After eating chocolate you feel godlike, as though you can conquer enemies, lead armies, entice lovers. ~pastry chef, Emily Luchetti

When I started this adventure and built my list of 30, I tried to strike a balance between the pretty much foolproof success of a few simpler dishes and the challenge of more masterful recipes.  A girl needs a couple guaranteed wins.

I also promised myself that even if something was burned/dry/tasteless/poisonous I would post about it .  And to follow through on that promise, I present to you “Molten” Chocolate Cakes.  (quotation marks intentional)

Most of the recipes for this dessert are very similar, but I used this one because it could be cut in half easily; it was just myself and Handsome Husband eating these desserts.  I kept finding recipes called for 3 eggs and I have NO idea how to measure 1/2 an egg.

So I melted the chocolate, butter and cinnamon (I’m not a big nutmeg fan) in a double broiler.  I then added this yummy mess to the mixture of flour, sugar, eggs, and vanilla in a mixing bowl.  And into the prepped ramekins it goes.  Easy enough, right?

Batter filled, buttered ramekins. Wow, that sounds really amazing. Just wait...letdown coming shortly.

By the way, I also love my clearly un-prepped picture above.  Please note all the chocolate drips.

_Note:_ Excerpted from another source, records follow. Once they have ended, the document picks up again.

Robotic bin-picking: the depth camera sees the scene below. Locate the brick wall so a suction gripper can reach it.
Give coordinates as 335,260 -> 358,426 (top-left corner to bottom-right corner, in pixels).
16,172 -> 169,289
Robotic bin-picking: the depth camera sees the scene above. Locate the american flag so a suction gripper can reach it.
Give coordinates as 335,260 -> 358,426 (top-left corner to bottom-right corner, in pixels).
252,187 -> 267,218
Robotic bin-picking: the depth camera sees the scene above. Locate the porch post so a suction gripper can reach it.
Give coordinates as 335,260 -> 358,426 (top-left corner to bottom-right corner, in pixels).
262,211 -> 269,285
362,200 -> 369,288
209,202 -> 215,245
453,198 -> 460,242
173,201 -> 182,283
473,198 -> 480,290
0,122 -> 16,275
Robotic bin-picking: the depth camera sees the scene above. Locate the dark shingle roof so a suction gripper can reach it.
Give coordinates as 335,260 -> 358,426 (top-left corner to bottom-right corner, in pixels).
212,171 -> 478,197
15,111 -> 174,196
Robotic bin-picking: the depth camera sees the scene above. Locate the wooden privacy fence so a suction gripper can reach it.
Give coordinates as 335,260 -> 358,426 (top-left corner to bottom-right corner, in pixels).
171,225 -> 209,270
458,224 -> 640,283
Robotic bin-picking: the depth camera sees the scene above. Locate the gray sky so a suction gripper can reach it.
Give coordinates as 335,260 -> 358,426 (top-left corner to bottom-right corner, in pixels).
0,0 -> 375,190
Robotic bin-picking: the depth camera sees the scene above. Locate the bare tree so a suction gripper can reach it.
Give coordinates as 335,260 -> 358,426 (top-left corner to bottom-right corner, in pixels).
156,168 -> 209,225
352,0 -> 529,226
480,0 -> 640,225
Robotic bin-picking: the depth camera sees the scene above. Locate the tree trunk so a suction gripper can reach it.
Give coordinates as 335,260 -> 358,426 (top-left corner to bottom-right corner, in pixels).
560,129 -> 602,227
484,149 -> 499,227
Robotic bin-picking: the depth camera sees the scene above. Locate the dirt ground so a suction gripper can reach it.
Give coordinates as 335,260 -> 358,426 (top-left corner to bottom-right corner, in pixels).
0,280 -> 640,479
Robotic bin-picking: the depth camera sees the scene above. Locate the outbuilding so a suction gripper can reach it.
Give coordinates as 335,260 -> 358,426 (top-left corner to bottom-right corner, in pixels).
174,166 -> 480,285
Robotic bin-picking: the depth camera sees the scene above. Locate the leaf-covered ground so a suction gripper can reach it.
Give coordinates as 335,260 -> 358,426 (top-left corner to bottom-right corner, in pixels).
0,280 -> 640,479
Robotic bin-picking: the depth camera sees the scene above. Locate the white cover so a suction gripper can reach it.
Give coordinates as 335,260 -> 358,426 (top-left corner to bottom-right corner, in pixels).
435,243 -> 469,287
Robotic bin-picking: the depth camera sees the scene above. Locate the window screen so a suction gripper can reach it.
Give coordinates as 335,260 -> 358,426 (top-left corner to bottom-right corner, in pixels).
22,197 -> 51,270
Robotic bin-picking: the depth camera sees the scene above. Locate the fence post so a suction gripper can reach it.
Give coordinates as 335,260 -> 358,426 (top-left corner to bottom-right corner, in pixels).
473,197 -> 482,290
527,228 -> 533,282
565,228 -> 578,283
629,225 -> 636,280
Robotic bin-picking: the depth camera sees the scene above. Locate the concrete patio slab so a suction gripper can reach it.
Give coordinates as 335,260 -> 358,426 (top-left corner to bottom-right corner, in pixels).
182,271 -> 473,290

In to the 400° oven they go.  The recipe said 12-14 minutes, but that seemed long.  I set the timer for 8 minutes….I came back and checked….still gooey on the top.

Sidenote: This is ANOTHER recipe with instructions to cook until the “edges are dark”.  Um, the batter is CHOCOLATE.  It was dark when it went in.  Not. Helpful.

I pulled them out at 10 minutes….let them cool for a few.  Used a knife to loosen around the edges and then used an oven mitt to turn them onto plates.

By the way, we have this running joke about “loosen” vs. “unloosen” in the flyover house.  If I say I “loosened” something, Handsome Husband will, inevitable, ask “Are you sure you didn’t ‘unloosen’ it?”.  For those keeping score, the words loosen and unloosen mean the same thing.  Also, we are nerds.

Ok, they still look pretty good here....do not be deceived!

A little dollop of topping and then I delivered one decadent little plate to Handsome Husband…who was kind enough to pause Mad Men as I ran back and forth to the kitchen.  Keeper.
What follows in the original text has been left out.